One caution note: the cold air must stay cold enough throughout the entire column to get frozen precip. Any warm advection process that warms any layer could change the light precip. from frozen to freezing (ie freezing rain and ice). QPF amounts are generally light with .1-.2 liquid inches which would roughly equal 1-2 inches of "frozen precip."

As always details remain hard to nail down at the extended range and moisture maybe too limited to produce anything more than a flurry or two.


The following is the 180hr (Christmas Eve Day) GFS run showing the 540m height line off the TX coast and decent moisture spreading into the area on the NW side of a surface low forming in the Gulf. A 1032mb arctic high is firmly entrenched near Lubbock with strong NNE winds over the area and frozen precip. If this run were to verify the area would see 4-8 inches of frozen precip with the area from New Orleans to Mobile seeing upwards of a foot.

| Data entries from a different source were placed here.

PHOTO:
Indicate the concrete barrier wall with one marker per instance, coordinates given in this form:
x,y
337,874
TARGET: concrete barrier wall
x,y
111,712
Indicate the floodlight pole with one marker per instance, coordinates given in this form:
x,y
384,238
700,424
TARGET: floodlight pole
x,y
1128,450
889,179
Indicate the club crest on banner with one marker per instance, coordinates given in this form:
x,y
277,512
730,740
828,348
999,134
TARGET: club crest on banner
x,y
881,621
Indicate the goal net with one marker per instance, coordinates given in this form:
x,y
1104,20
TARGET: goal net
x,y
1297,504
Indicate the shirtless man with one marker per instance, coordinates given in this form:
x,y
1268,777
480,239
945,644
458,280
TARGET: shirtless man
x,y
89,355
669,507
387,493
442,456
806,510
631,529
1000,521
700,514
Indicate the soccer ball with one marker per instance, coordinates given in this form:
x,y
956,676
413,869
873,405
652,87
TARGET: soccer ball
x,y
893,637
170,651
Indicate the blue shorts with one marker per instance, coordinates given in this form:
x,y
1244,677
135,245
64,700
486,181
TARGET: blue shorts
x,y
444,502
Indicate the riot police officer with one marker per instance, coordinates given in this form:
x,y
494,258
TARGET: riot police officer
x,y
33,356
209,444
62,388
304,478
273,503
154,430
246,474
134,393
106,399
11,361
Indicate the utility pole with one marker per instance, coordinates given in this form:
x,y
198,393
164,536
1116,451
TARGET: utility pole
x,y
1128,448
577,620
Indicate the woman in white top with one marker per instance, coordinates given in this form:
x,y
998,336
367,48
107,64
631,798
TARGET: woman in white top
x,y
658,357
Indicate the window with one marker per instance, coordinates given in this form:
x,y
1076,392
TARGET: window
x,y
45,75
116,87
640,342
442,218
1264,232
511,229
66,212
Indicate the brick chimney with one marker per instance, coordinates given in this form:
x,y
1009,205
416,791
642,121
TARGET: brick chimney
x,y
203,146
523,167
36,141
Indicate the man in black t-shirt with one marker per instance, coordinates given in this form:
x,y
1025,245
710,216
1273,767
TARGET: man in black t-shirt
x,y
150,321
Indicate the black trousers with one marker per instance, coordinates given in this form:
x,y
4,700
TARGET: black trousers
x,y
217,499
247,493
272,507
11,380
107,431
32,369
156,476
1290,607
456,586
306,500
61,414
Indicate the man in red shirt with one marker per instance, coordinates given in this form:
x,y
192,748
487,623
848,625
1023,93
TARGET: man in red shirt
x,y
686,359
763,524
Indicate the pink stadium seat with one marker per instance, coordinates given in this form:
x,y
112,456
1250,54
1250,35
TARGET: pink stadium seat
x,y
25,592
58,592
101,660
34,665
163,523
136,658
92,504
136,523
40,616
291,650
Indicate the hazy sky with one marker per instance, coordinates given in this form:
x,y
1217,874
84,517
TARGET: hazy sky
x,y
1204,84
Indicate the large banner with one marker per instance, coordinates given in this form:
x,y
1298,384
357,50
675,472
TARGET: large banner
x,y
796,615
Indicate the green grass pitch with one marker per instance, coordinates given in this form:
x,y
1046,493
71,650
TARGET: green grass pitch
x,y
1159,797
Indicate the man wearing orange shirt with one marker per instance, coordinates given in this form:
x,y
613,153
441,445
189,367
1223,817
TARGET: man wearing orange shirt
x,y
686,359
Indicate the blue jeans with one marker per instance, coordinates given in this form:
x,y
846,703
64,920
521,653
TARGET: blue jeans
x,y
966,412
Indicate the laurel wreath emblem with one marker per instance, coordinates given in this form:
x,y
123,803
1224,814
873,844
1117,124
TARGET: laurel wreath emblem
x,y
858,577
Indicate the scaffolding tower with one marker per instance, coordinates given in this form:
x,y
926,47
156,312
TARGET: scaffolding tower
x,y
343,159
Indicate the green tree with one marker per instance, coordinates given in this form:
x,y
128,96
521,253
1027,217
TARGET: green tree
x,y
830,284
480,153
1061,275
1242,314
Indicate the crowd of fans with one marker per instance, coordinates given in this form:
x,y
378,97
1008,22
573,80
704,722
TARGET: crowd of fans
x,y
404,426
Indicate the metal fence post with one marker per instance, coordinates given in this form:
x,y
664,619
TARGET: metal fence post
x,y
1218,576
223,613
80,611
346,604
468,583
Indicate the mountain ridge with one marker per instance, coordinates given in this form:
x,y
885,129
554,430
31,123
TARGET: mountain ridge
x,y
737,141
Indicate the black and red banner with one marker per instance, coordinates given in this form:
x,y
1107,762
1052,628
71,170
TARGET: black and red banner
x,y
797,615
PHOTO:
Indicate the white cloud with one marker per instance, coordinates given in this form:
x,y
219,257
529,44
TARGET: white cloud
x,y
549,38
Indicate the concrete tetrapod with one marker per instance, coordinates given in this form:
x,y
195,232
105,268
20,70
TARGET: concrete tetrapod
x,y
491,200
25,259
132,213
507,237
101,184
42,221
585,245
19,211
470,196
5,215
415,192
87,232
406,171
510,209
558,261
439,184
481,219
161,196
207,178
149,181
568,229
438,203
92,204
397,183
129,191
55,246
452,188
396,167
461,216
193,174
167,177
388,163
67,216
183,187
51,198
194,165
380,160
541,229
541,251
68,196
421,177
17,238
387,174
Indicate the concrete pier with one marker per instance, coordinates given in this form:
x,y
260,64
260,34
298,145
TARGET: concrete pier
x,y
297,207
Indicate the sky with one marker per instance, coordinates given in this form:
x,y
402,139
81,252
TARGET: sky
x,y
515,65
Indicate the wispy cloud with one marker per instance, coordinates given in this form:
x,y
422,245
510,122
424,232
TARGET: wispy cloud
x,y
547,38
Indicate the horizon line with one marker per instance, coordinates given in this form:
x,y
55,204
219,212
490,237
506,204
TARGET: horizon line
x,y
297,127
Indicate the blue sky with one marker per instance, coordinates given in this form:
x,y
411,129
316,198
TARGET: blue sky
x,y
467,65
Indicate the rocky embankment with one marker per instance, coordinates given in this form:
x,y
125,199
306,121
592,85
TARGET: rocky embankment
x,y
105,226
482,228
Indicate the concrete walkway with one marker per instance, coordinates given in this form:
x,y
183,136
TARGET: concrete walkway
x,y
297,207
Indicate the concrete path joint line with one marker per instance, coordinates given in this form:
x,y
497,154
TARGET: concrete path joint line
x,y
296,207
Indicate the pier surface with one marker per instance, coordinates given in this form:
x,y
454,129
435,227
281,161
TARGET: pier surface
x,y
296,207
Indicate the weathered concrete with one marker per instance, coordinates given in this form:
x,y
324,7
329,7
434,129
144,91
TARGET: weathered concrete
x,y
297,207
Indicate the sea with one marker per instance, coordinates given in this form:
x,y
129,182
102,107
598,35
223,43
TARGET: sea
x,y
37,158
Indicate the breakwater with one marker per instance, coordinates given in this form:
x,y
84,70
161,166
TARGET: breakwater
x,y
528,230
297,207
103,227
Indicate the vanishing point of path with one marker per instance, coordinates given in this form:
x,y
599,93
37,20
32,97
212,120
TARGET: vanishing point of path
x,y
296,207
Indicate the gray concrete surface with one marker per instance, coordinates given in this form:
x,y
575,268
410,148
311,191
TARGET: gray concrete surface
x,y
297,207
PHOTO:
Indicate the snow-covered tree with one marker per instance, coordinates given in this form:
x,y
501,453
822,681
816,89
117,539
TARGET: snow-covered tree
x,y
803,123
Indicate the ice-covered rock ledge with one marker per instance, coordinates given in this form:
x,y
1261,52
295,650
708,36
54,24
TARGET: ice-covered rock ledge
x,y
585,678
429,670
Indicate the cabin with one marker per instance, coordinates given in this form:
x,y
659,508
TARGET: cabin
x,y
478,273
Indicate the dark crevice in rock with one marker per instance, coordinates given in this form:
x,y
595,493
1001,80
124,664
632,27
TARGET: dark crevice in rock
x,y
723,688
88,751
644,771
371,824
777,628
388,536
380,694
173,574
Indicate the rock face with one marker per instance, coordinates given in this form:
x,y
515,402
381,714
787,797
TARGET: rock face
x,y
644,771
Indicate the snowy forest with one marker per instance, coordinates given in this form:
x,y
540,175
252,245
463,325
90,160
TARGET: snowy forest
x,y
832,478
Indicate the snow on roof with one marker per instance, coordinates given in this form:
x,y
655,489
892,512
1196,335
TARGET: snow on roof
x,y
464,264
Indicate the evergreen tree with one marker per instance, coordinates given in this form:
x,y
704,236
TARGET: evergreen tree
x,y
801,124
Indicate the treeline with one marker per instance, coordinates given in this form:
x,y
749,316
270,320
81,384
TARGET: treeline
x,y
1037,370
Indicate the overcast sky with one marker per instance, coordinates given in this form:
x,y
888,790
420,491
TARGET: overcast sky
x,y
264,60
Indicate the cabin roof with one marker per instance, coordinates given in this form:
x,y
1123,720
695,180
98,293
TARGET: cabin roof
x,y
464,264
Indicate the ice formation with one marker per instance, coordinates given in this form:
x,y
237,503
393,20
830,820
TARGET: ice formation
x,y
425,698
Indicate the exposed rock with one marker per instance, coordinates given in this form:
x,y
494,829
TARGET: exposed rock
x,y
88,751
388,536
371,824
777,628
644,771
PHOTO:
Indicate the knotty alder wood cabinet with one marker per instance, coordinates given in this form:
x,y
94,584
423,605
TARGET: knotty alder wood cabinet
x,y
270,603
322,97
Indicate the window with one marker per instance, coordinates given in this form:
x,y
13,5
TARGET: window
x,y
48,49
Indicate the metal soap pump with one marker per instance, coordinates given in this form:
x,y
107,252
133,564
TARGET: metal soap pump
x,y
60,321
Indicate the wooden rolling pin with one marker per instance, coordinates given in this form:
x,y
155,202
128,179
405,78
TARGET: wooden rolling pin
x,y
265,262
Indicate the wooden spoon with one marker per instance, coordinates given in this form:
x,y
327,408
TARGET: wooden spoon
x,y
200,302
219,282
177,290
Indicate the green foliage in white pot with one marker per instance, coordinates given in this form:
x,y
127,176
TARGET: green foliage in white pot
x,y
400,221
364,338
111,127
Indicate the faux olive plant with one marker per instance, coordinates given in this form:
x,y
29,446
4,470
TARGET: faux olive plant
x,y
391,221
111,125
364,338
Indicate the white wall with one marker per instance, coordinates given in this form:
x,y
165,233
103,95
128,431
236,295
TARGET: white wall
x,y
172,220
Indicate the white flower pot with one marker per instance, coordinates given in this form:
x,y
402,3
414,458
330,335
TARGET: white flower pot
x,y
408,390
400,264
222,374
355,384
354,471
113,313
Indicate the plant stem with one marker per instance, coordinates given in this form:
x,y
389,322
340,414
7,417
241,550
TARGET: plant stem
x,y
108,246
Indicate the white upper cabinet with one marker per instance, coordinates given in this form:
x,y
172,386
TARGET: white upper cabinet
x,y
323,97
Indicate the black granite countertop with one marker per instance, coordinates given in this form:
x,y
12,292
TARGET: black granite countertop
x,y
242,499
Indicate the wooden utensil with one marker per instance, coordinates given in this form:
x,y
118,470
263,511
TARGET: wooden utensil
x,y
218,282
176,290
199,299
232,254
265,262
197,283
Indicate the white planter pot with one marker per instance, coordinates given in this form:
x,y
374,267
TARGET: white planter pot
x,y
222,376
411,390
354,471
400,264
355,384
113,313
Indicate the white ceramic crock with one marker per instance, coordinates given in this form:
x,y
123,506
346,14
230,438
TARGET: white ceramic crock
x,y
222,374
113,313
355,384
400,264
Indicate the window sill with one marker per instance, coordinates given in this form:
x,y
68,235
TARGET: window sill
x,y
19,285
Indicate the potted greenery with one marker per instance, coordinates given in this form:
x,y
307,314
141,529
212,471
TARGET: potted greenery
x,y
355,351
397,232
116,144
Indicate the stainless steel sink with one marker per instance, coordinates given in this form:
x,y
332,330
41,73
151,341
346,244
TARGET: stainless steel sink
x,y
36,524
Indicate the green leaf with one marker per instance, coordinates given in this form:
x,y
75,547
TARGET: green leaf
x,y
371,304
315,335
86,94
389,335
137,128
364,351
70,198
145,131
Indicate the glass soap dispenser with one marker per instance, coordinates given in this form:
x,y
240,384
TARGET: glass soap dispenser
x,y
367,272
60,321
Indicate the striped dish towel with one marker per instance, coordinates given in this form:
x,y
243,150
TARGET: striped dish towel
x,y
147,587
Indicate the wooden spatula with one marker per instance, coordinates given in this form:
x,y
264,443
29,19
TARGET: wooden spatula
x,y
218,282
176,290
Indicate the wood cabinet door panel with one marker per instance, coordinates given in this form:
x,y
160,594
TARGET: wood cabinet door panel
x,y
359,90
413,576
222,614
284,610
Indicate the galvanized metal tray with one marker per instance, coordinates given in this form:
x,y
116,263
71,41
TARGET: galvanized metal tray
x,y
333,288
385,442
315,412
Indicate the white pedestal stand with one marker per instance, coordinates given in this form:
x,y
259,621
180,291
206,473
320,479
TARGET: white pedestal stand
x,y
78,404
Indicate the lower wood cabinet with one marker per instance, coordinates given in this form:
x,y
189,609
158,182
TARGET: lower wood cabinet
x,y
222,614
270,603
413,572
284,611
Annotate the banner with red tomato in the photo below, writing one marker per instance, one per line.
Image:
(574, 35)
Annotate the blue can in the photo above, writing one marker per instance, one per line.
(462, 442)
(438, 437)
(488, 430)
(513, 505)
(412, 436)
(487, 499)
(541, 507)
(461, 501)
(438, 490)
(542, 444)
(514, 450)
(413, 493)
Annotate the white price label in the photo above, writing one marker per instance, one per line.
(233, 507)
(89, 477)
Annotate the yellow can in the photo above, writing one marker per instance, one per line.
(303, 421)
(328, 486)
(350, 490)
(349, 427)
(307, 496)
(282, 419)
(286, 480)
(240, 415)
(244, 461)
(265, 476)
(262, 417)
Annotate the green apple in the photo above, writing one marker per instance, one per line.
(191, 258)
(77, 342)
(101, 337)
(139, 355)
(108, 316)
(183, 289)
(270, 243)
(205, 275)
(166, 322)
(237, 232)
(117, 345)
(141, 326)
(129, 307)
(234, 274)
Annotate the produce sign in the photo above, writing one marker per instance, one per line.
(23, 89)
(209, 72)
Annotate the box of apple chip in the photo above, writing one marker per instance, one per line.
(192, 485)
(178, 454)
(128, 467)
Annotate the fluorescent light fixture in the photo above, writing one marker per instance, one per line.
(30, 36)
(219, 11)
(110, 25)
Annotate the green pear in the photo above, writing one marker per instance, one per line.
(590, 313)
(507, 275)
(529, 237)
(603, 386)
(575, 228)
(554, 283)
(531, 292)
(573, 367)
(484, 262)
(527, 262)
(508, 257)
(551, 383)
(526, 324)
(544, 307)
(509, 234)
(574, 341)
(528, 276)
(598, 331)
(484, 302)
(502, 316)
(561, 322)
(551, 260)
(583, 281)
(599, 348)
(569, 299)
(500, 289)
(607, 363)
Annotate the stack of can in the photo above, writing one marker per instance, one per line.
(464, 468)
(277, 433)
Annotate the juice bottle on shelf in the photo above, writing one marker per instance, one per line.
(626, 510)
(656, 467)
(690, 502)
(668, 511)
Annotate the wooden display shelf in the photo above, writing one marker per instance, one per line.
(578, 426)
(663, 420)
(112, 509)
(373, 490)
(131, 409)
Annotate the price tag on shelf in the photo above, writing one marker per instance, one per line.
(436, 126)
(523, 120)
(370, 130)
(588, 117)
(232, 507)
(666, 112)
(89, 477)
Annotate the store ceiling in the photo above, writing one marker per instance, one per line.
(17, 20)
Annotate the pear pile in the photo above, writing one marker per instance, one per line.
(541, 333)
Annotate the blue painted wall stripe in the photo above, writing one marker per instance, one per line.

Something to watch closely over the next 2-4 days.



Jeff Lindner

MeatWad
12-17-2004, 11:50 AM
:eek: That Resembles of How the "March Superstorm of 1993" formed.

ticka1
12-18-2004, 12:00 PM
Well just check the local forecast and looks like the snow chance is fading faster then a twenty dollar bill.

I knew that the GFS would change - it always does - no matter the weather...oh well it was fun while the excitment lasted.

:-(

BaytownWeatherWatcher
12-18-2004, 12:25 PM
Don't give up so quickly! The models have gone back and forth over the past week!

BaytownWeatherWatcher
12-18-2004, 02:33 PM
I just checked the latest accumulated snowcover map from the gfs on proaccuweather, and they have the snow almost to our area on Christmas Eve. Thought you would like to know!

ticka1
12-18-2004, 04:03 PM
BWW - wish you could post the link here on that. But its the pro-accuweather and you have to pay for the access - I would love to see it.

Bozo
12-18-2004, 04:33 PM
On another site, another model (not the Generally Full of Sh!t) shows us with 1/4" of snow. Yes snow. There I said it.

S N O W

ticka1
12-18-2004, 09:05 PM
SNOW

There I said it too.

BaytownWeatherWatcher
12-19-2004, 10:24 PM
Channels 13 and 12 (still channel 2 to me!) meteorologists both said there is a chance of snow flurries Christmas Eve. Seems there is some low in the gulf that will move this way, but the timing is in question. KEEP THINKING SNOW!!!